Depression is a common mental illness, pessimistic hardwiring and optimism can go hand in hand. I have depression and it makes a life full of adversity cut deeper. I’m a realistic optimist meaning that I ground my optimism with information from both sides. I’m a depressed-realistic-optimist because happiness and pain are not mutually exclusive.
What’s Realistic Optimism?
Benjamin Schneider, Ph.D., M.A. (2001) said, Realistic optimism is possible, rational, and perhaps a better approach to actually heaping good outcomes than either pessimism or unrealistic optimism (self- deception).
People who have optimism and hope are more likely to prepare themselves with even unfavorable information.
(Salovey et al. 2000)
Why do I care?
Right now I’m going through a period of a lot of self-reflection that I’ve avoided, until now. My obsessively helpful coping skills allowed me to move forward. I didn’t know it then, but I was creating a space for me to heal from trauma and rest from the struggle of it all.
Then I went to graduate school, working towards a Masters in Positive Organizational Psychology and Evaluation.
Even in my undergraduate career, I was well informed about the struggles of graduate school. As a psychology student, I knew that if I wanted to use my degree that I was going to have to be in school for years. My undergraduate research professor often said, “Graduate School is like working two full-time jobs.” How bad could that be? I’ve worked more than one full-time job, for survival. When orientation rolled around I wasn’t expecting to have to revisit years, long past.
Flashbacks from my abusive childhood began to disable my ability to cope, my ability to function. The emotional intensity of PTSD is fucking exhausting. I was already exhausted from the 20 plus hours a week dedicated to advanced statistics. Twenty hours and many more dedicated to ONE of my Four courses. Then I took no more responsibility because that’s what I do, I find all of my resources and use them to the best of my ability. At the start of classes, expectations, stress I couldn’t afford anything going wrong.
Grad school is not the time to have your past attack ever step into progress. Unbalanced, unanchored to the present. I through myself into progress, but the work wasn’t attainable. Untenable, watch your self-fail, shackled by disability panic attacks. The ruminating thoughts of fraud, validated by ruminating thoughts. I want to emancipate myself from that helpless battered and belittled a child. I survived, I’m not a victim.
That inner voice isn’t neurotypical, playing on a constant loop. An air horn sounds off, without rhythm. Leaving an unpredictable force.
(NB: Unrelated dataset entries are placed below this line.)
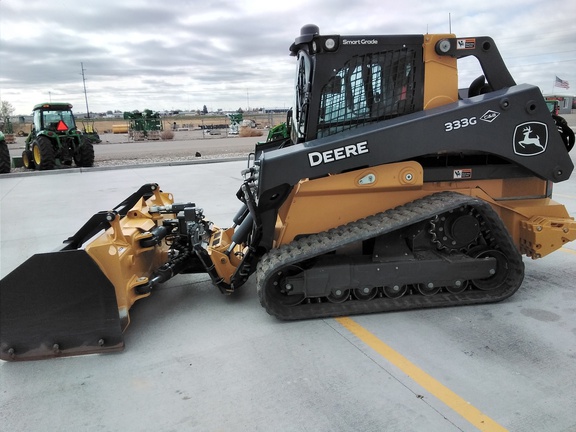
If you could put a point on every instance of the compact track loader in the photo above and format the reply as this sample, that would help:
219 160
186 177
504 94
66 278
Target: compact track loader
394 191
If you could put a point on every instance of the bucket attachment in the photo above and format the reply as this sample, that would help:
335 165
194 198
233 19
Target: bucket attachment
58 304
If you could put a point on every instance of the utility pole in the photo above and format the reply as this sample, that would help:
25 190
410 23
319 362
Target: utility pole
85 95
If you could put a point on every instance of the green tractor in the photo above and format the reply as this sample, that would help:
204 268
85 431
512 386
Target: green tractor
4 155
54 140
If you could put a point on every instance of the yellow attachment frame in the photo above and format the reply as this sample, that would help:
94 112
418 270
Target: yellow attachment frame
118 253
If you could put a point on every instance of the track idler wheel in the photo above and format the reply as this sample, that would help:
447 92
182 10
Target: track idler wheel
500 272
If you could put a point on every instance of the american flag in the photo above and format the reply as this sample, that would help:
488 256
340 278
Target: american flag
561 83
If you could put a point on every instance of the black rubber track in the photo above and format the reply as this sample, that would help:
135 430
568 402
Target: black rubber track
417 211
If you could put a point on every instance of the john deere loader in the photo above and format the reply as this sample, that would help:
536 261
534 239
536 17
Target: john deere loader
393 191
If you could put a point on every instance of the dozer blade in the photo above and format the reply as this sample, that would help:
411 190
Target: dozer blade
58 304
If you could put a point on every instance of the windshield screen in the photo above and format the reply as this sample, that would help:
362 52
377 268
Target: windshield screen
52 118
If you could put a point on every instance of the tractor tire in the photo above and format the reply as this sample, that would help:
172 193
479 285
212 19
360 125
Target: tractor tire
4 158
28 159
43 153
84 155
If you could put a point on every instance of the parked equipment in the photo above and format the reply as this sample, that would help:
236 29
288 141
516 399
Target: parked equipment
144 125
54 140
391 193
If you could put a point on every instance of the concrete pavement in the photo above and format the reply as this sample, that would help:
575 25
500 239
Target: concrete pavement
199 361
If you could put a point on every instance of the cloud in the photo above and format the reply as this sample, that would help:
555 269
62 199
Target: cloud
181 54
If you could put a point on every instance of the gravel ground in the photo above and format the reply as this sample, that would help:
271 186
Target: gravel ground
118 150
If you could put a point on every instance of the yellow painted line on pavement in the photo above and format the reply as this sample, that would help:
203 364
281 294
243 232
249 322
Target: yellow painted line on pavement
435 387
563 195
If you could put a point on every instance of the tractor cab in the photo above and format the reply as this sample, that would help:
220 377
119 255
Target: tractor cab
54 140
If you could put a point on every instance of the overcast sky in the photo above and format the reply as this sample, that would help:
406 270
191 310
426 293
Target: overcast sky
178 54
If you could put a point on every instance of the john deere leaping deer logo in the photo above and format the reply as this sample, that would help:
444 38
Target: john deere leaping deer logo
530 138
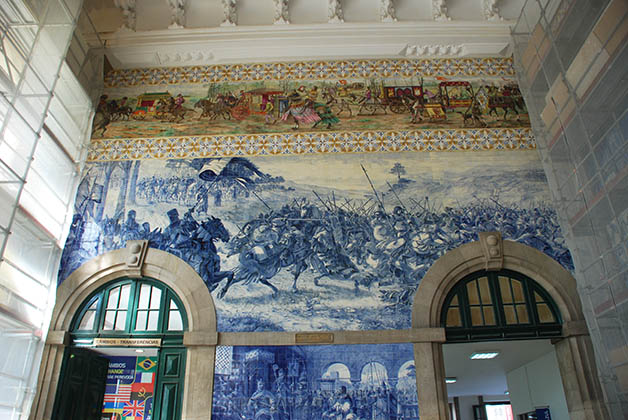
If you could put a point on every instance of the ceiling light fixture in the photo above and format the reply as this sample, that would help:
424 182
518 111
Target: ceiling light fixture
484 355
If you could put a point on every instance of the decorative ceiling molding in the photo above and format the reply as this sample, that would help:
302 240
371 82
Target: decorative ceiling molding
490 10
177 14
437 50
387 11
129 12
439 10
334 12
282 15
231 14
245 44
184 58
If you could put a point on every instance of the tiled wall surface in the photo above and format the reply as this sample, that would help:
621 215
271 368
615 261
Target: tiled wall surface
572 62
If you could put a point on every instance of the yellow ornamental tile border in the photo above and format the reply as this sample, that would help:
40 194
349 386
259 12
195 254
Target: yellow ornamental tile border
437 140
313 70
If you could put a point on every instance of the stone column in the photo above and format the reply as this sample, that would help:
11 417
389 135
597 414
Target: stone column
430 381
199 375
50 371
578 372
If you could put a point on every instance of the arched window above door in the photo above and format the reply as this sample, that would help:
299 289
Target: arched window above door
131 307
499 305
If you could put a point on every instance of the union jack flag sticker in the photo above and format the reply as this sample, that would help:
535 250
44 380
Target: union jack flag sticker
133 409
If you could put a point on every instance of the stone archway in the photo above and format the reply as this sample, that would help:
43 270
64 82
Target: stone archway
574 350
135 261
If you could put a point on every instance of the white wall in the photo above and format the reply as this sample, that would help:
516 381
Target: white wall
538 384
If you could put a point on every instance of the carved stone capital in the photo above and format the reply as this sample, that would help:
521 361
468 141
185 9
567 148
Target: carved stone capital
282 15
387 11
493 247
129 12
231 15
490 10
439 10
177 13
334 12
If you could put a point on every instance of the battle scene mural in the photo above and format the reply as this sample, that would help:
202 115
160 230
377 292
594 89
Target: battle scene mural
313 242
349 382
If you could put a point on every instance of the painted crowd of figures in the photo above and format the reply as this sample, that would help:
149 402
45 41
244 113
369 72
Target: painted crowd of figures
315 106
360 242
280 385
300 403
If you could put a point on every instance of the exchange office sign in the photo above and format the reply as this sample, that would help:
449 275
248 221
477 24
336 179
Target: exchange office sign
128 342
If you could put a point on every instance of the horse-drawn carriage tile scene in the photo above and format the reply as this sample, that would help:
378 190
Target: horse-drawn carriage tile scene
289 230
319 97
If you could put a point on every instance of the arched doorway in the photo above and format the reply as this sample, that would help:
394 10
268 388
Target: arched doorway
573 345
178 283
134 328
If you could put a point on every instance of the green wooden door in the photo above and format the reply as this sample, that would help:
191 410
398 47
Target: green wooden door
81 386
170 379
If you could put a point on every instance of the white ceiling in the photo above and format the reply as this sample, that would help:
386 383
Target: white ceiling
488 377
201 39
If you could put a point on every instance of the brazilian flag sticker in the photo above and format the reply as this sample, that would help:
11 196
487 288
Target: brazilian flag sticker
148 364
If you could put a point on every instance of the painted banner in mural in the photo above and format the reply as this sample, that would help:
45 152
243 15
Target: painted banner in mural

I anchor myself to this fear… my life to fear, fear not simply of failure but of self-harm. Razors cutting into my consciousness, it’s almost like I want to bleed out. To stop striving to become, to not be.
Remember, optimism is not the absences of adversity or pessimism.
Grad School commanded every step, shaking while racking my aspirations into tattered tendons. I started giving a voice to that compartmentalized case of unstoppable anguish. Give a voice to an abusive past wasn’t easy. I didn’t make this change until my first C, which was a failing grade. I went straight on to medication, counseling, regular exercise, all while trying to function. I just needed to function and not be debilitated by my past and present.
If you’re wondering I’m taking a break from graduate school right now because I have to take care of my mental health.
“An optimistic, more naturally cheery person can be thwacked by circumstances, chronic or acute, and appear to be an Eeyore when they are really a Pooh.”
An Example, a Realistic Optimism’s Planning Process.
I find it easier to plan for the future and to really anchor myself in pieces and in different content. The person that you are learning about in this blog post, the writer, me. I’m naturally depressed, well clinically, anyway… I don’t trust my first thoughts or emotions in response to the planning process.
I dice up my skills and characteristics and look at them in the context. I like to look at myself as in different parts.
For example, I’ll write down all of the skills I have, the level of each competency. Essentially I’ll look at my LinkedIn profile and my latest covers letters, resumes, and CVs and break this down into categories.
Looking at myself chopped up like that in piles, it’s much easier for me to look at my self as valuable, that’s the mind of a depressed person.
Facing adversity as a realistic optimist can be helpful. How? Taking a closer look by seeking out resources and guidance.
Being optimistic doesn’t prevent adversity, shit still happens.
Mental disorders make everything worse but that doesn’t bar you from success.